This pelican was found in a weakened and underweight state in the Chalkidiki Region. Action for Wildlife provided three months of care, during which the pelican thrived and reached a healthy weight of about 7 kilos, doubling its weight from when it was found.
Before its release, N.E.C.C.A.‘s fitted the pelican with tags and a transmitter. This was the third great white pelican to receive such a device. The aim for scientists is to monitor the pelican’s migratory paths to and from Africa. This tracking helps identify resting spots during their migration, enabling conservationists to inform relevant countries to ensure these birds are protected during their journey.
The pelican, tagged K38 and named Drasi, initially hesitated to fly or swim away from the shore, a common reaction after prolonged care.
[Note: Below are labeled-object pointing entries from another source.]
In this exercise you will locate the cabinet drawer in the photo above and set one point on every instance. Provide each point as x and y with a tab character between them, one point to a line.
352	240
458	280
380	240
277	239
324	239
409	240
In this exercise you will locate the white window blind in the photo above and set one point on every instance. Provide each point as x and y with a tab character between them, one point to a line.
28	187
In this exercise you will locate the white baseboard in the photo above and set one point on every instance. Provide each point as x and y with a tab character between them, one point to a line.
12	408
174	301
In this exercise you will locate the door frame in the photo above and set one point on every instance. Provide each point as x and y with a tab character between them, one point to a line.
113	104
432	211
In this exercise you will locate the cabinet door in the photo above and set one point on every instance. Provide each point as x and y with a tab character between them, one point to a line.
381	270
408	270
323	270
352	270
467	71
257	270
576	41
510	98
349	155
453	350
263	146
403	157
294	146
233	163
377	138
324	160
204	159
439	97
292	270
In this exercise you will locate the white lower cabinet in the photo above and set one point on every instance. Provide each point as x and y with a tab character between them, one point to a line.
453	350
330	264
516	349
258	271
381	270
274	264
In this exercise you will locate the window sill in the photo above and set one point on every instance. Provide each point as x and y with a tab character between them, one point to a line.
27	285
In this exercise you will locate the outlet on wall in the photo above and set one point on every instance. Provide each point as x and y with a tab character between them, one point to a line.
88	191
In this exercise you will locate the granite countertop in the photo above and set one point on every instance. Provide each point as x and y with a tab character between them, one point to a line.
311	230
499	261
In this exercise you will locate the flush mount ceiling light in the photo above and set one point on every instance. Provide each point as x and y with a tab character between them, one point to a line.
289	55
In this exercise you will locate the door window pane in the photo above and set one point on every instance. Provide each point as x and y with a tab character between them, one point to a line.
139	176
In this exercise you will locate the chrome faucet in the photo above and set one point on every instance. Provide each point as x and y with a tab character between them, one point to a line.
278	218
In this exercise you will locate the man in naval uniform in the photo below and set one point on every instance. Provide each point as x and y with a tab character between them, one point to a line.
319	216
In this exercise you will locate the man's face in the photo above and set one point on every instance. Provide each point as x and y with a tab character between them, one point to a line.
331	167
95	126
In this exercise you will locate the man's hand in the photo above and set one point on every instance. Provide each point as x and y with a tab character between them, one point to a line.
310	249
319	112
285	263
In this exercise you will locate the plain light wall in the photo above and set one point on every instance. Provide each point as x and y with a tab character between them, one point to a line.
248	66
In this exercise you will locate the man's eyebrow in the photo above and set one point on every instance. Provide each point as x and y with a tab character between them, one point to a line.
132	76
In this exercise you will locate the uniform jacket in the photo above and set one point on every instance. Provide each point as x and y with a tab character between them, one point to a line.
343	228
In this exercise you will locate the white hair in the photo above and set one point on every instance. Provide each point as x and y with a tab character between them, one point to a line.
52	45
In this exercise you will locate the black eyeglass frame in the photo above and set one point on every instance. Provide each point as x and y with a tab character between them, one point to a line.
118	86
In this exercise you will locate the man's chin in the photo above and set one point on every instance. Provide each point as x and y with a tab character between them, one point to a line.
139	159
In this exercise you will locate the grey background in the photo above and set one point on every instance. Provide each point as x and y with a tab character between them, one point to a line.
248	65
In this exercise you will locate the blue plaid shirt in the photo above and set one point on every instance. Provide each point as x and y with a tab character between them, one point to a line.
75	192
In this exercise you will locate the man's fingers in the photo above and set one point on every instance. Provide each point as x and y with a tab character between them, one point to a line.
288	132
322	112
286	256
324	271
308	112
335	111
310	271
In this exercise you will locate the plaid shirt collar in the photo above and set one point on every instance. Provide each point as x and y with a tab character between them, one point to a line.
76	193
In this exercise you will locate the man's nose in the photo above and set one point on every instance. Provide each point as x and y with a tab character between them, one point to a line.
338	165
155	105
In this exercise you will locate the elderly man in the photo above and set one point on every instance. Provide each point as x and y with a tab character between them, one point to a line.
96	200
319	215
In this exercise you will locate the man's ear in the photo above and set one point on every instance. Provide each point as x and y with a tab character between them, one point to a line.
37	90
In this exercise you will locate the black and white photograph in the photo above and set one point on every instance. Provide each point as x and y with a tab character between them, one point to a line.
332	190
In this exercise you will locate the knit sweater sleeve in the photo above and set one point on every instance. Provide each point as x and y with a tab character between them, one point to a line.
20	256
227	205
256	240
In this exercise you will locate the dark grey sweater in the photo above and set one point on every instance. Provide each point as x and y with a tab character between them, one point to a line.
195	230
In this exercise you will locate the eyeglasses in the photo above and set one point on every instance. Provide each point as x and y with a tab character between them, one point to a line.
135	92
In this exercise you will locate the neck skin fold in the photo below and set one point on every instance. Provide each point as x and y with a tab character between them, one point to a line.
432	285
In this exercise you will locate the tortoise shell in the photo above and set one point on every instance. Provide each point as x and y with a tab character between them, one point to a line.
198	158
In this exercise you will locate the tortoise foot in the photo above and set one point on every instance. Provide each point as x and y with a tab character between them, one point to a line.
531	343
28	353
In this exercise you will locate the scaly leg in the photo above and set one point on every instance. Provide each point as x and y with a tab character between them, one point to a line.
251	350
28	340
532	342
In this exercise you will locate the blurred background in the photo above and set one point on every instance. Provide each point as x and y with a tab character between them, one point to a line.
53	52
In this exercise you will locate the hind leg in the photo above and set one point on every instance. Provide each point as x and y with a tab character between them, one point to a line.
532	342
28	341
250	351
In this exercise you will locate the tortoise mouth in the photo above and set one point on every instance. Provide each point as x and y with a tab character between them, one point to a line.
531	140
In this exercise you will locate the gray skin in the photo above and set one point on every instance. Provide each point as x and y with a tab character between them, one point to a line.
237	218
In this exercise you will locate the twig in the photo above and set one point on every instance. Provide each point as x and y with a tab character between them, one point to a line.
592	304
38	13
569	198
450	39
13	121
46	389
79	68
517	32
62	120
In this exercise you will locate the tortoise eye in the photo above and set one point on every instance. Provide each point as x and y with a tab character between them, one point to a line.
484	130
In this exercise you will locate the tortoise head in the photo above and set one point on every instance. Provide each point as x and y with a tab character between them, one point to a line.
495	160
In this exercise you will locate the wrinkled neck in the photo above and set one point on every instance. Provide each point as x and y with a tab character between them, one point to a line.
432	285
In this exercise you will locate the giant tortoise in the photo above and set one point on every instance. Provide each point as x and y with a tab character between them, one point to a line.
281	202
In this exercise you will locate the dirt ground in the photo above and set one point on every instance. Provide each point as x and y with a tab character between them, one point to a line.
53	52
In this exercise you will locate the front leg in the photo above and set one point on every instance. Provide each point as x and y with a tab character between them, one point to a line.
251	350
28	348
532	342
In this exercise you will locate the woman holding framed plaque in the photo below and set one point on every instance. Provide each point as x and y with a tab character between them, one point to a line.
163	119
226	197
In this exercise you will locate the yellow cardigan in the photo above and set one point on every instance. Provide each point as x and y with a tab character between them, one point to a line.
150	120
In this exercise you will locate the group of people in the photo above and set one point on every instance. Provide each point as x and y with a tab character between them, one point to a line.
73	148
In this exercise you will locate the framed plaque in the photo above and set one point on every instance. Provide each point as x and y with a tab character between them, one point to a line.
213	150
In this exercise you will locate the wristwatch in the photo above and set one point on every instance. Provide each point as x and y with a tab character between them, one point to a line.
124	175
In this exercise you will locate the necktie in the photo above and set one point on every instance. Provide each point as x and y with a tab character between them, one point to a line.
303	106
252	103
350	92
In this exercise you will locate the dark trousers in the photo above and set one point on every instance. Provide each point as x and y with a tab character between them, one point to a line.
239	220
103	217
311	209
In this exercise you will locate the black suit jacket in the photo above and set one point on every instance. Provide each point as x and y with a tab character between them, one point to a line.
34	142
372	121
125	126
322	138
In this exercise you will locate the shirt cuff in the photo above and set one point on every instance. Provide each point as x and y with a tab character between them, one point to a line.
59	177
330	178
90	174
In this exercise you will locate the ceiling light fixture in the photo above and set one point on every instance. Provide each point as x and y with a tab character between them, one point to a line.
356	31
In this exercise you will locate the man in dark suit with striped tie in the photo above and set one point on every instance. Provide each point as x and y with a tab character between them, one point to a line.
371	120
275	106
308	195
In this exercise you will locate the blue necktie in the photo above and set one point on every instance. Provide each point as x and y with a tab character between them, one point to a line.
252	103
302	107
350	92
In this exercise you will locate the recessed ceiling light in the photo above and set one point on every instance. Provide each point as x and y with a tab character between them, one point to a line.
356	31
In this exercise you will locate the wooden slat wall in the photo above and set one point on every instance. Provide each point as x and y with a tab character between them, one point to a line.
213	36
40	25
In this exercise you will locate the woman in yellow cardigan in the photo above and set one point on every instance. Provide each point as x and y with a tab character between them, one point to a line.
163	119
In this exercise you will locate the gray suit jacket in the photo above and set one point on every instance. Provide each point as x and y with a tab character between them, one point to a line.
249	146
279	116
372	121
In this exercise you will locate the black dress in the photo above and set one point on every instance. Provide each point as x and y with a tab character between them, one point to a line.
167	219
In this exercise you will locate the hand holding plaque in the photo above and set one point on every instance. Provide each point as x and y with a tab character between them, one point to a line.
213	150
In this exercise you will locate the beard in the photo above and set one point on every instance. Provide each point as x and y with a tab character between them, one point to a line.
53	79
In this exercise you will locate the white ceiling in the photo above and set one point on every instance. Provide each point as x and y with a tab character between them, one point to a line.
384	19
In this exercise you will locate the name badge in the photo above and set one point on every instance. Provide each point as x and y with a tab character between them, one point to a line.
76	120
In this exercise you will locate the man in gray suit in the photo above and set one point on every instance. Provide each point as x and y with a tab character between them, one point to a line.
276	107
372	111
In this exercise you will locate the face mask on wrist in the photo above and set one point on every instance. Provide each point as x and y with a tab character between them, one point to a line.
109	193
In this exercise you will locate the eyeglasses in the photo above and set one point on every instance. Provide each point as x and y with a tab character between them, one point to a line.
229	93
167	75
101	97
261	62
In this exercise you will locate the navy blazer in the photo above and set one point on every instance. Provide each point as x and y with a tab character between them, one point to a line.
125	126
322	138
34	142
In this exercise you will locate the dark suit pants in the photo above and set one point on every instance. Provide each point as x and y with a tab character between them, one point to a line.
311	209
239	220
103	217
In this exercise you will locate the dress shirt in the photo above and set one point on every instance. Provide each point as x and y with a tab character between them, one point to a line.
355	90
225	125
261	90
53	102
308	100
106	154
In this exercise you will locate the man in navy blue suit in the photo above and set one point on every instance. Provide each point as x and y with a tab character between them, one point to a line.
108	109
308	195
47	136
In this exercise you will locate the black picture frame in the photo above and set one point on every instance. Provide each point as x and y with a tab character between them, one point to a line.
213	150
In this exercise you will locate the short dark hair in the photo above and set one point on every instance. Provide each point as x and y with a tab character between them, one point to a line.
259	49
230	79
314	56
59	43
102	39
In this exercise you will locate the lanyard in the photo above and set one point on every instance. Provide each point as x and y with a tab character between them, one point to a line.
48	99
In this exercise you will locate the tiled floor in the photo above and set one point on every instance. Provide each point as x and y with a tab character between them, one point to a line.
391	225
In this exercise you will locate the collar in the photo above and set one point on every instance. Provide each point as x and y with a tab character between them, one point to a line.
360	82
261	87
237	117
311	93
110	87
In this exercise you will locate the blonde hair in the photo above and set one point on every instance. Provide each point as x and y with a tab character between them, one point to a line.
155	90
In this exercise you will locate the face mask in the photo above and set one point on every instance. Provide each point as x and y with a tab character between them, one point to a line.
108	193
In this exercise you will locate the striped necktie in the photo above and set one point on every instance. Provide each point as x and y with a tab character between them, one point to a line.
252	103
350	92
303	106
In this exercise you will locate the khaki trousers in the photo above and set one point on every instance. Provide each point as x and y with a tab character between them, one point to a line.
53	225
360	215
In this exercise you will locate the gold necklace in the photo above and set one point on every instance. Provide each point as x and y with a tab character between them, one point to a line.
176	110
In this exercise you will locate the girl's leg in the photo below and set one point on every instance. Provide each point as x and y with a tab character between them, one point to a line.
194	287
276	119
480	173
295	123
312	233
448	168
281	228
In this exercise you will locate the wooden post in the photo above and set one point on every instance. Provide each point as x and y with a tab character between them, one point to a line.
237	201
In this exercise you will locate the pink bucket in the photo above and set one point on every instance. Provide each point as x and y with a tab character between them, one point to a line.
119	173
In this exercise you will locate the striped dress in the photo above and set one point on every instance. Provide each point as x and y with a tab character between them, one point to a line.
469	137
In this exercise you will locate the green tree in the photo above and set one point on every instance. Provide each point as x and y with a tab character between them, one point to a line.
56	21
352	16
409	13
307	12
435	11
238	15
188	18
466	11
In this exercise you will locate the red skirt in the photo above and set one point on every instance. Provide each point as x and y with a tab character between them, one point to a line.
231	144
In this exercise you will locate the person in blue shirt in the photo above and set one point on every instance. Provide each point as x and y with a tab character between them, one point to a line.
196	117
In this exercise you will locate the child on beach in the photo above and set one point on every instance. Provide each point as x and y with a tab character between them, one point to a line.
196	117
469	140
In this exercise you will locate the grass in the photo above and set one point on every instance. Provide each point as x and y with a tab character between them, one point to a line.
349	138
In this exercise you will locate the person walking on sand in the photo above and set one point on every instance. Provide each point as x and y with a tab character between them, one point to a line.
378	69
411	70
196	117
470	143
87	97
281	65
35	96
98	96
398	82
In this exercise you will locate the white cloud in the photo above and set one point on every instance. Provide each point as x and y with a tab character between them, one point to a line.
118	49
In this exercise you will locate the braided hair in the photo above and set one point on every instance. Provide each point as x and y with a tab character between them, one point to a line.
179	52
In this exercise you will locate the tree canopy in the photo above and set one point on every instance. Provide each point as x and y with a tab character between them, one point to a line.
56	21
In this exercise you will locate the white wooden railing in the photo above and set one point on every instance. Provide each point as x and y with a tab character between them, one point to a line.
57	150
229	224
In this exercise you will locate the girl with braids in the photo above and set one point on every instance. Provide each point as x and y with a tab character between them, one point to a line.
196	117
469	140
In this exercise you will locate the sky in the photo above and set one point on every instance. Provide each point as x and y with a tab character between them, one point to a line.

The decision was made to move Drasi to the small island in the middle of the lake, used by pelicans for resting, near the southern dam.
During my January visits to Kerkini, it was heartwarming to see Drasi integrating well with the other birds and thriving.
This success story underscores the vital role of Action for Wildlife in conserving Greece’s wildlife. I encourage you to support their efforts in any way possible. Information on how to do this can be found here.
Seeing animals recover and regain their freedom is incredibly rewarding for those of us who are passionate about nature and wildlife. As an image creator, and a photographer and videographer dedicated to conservation, I feel a strong urge to share these stories with the public. My goal is to inspire more people to cherish and protect nature and its inhabitants.
My heartfelt thanks go to Action for Wildlife for allowing me to be part of this uplifting pelican story!